The cases in the switch statement use the arrow -> syntax to introduce a pattern. Each pattern consists of the subclass name followed by a variable name (c, r, s) that can be used within the case block to access specific properties of the matched object.
The code inside each case block executes when a match is found. In this example, we return a string representation of the shape type along with some specific details.
The default case handles situations where no match is found.
Pattern matching for switch simplifies switch statements by eliminating the need for explicit type casting or using instanceof checks. It also allows for more concise code and better expressiveness when working with complex class hierarchies.
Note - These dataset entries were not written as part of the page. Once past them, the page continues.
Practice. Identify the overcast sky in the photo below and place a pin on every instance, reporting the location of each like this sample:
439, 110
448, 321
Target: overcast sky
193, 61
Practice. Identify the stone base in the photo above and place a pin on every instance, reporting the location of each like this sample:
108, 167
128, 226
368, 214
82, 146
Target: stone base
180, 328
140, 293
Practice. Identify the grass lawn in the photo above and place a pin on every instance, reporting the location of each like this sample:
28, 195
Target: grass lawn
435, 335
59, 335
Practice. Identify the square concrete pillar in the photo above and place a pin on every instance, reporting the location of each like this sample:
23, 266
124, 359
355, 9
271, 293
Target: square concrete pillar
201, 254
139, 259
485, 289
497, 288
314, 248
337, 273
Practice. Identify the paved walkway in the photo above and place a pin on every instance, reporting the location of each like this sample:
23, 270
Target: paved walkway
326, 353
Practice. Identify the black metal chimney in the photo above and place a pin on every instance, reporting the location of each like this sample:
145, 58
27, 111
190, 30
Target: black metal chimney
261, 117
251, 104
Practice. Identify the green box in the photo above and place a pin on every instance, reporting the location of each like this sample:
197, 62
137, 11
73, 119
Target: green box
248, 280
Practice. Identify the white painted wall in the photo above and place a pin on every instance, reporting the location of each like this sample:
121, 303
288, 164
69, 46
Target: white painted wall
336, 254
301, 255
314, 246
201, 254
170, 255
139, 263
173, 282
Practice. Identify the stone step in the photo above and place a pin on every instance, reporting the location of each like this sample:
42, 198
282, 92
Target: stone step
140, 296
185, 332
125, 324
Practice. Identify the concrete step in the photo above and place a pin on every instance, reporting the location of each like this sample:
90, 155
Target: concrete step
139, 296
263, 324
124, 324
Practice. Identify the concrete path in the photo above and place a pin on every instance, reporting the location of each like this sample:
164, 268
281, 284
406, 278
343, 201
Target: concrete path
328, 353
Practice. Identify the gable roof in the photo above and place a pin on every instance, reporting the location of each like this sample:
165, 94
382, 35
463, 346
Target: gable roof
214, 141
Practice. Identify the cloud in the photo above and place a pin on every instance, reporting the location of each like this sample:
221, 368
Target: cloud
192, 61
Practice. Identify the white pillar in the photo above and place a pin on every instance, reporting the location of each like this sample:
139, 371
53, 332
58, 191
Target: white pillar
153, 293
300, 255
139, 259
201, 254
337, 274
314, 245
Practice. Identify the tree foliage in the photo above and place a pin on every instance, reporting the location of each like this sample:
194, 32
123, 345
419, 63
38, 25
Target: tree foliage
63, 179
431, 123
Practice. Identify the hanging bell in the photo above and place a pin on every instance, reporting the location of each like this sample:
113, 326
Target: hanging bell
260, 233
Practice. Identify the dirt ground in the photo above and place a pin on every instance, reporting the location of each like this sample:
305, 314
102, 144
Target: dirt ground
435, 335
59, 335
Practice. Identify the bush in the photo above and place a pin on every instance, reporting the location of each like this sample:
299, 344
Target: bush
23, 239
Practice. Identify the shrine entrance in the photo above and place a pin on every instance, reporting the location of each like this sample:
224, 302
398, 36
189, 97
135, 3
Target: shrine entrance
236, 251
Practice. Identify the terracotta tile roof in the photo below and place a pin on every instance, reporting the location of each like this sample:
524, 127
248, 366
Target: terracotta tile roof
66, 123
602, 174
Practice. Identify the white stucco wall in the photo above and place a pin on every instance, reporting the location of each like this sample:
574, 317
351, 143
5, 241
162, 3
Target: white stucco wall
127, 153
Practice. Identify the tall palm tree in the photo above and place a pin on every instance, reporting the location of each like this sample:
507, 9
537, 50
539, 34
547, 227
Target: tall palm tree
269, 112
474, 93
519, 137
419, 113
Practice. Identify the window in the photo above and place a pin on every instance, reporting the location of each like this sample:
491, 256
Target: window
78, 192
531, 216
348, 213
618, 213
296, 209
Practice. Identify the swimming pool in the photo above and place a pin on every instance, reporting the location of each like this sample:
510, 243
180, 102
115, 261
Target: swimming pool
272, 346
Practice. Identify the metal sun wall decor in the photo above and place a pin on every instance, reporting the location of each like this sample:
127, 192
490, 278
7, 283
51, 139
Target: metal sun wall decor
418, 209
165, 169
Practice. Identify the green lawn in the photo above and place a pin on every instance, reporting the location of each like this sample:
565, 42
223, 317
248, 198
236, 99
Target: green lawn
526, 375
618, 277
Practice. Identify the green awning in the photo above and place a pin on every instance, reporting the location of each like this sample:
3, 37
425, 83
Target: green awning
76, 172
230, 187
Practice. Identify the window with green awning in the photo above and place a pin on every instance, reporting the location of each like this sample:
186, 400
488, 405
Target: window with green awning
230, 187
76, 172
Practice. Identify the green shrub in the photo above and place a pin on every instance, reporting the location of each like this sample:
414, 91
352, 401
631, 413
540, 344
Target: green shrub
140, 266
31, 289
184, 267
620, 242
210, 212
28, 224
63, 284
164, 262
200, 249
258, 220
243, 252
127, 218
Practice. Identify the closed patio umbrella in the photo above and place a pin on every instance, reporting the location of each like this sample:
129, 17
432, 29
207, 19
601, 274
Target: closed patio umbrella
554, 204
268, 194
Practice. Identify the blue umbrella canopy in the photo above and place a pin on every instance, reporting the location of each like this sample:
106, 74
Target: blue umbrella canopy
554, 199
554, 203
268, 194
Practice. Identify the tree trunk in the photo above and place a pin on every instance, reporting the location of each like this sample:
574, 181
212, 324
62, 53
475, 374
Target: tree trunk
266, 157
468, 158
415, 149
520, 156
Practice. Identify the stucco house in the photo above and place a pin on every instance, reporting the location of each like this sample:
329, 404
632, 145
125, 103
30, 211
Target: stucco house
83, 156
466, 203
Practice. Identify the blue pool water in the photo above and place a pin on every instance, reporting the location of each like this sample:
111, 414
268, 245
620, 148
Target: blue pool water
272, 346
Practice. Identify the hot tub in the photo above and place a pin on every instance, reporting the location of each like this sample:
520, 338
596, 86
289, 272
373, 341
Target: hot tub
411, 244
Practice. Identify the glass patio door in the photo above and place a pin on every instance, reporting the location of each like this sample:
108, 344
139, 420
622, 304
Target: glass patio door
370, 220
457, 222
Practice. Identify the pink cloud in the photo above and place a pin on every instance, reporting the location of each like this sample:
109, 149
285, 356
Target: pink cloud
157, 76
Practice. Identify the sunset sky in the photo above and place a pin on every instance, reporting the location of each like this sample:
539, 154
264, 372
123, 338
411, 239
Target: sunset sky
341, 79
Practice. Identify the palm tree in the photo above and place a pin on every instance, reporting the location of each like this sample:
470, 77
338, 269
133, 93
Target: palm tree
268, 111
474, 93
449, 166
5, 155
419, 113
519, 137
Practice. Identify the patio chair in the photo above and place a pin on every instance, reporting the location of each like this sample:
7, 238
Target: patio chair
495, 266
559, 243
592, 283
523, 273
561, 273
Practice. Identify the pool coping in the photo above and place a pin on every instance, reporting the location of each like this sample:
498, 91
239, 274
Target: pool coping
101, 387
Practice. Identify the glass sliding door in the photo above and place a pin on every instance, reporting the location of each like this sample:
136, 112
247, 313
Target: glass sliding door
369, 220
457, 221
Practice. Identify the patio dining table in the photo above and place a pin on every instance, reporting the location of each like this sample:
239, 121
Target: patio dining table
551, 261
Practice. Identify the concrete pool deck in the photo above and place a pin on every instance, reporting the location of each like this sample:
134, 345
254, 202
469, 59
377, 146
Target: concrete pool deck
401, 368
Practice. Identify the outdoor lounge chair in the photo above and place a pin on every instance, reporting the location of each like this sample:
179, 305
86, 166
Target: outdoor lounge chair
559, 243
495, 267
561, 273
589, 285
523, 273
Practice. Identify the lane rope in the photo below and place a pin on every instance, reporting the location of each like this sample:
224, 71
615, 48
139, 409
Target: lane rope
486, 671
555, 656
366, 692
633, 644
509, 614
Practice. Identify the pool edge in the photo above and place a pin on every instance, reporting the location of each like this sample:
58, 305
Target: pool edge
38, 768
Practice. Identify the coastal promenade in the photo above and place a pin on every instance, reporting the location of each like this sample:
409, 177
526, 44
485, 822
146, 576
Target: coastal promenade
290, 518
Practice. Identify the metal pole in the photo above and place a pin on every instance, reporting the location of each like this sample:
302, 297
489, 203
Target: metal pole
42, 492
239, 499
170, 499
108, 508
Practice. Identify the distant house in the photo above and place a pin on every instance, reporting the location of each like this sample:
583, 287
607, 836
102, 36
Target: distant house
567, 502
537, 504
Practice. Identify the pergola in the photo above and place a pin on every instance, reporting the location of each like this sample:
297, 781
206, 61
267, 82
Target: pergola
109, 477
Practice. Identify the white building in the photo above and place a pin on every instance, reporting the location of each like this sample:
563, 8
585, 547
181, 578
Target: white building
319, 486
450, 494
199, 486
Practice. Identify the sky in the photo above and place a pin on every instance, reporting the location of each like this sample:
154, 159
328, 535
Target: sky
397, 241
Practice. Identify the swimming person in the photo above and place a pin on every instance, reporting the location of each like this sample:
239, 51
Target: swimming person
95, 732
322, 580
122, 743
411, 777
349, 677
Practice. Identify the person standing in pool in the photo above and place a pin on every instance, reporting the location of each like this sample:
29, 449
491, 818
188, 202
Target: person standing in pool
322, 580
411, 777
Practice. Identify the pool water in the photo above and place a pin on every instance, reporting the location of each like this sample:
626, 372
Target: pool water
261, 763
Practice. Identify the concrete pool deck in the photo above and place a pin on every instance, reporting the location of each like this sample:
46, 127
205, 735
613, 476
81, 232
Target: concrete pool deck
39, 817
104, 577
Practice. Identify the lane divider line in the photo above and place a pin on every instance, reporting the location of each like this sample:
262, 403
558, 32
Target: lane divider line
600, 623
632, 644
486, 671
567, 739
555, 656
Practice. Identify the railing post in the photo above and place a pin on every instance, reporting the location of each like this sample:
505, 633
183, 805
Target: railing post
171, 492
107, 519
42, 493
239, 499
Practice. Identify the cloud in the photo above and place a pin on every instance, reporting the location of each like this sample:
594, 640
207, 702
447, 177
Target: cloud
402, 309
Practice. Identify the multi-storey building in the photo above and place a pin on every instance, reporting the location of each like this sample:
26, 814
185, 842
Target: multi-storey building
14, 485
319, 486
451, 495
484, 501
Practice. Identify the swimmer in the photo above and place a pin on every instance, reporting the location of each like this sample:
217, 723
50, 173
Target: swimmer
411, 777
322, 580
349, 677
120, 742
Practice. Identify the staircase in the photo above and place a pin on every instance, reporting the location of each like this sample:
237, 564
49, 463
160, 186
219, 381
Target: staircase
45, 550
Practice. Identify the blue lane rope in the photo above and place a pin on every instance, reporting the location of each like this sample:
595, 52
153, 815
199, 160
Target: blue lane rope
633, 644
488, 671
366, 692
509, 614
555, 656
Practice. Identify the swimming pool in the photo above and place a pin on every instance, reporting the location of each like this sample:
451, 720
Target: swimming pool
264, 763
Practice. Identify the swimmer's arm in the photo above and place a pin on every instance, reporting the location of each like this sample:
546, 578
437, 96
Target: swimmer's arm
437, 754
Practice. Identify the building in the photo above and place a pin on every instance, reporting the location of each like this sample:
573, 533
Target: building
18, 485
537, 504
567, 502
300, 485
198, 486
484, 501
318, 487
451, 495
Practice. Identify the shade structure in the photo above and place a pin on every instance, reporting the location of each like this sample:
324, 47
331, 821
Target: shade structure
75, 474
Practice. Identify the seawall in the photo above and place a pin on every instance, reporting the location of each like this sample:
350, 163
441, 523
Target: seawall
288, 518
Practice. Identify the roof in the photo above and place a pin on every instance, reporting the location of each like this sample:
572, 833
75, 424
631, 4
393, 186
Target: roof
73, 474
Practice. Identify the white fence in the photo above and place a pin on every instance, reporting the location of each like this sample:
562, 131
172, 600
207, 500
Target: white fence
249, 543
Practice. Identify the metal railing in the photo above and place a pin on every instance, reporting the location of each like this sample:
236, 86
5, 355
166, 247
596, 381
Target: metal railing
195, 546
Note that the pattern matching for switch is part of the ongoing efforts to enhance pattern matching in Java and is subject to further improvements and refinements in future Java versions.
Real time Example:
public class UserProcessor {
public void processUser(User user) {
switch (user) {
case Admin admin -> processAdmin(admin);
case Customer customer -> processCustomer(customer);
case Guest -> processGuest();
default -> throw new IllegalArgumentException("Invalid user");
}
}
private void processAdmin(Admin admin) {
// Process admin user
System.out.println("Processing admin user: " + admin.getName());
}
private void processCustomer(Customer customer) {
// Process customer user
System.out.println("Processing customer user: " + customer.getName());
}
private void processGuest() {
// Process guest user
System.out.println("Processing guest user");
}
public static void main(String[] args) {
UserProcessor processor = new UserProcessor();
User user1 = new Admin("John");
User user2 = new Customer("Alice");
User user3 = User.Guest;
processor.processUser(user1);
processor.processUser(user2);
processor.processUser(user3);
}
}
// User class hierarchy
sealed interface User permits Admin, Customer {
String getName();
}
final class Admin implements User {
private final String name;
public Admin(String name) {
this.name = name;
}
public String getName() {
return name;
}
}
final class Customer implements User {
private final String name;
public Customer(String name) {
this.name = name;
}
public String getName() {
return name;
}
}
enum User {
Guest
}
In this example, we have a User class hierarchy consisting of an interface User and two implementations Admin and Customer. We also have a Guest user represented as an enum constant.
The UserProcessor class contains a processUser method that accepts a User object and performs different actions based on the user’s type. With the introduction of pattern matching for switch, we can use patterns to match the user type and process them accordingly.
Inside the switch statement, each case specifies a pattern followed by an arrow (->) and the corresponding code block. For example, case Admin admin -> processAdmin(admin) matches when the user is of type Admin and assigns it to the variable admin. Similarly, case Customer customer -> processCustomer(customer) matches when the user is of type Customer and assigns it to the variable customer. The case Guest -> processGuest() matches when the user is of type Guest.
The default case handles any other user types that are not explicitly matched. In this example, if an invalid user is provided, an IllegalArgumentException is thrown.
By using pattern matching for switch, the code becomes more concise and easier to read. It eliminates the need for explicit type checking and casting, making the code more maintainable and less error-prone.
Note: The code example assumes Java 17 or a later version is being used, as pattern matching for switch was introduced in Java 17.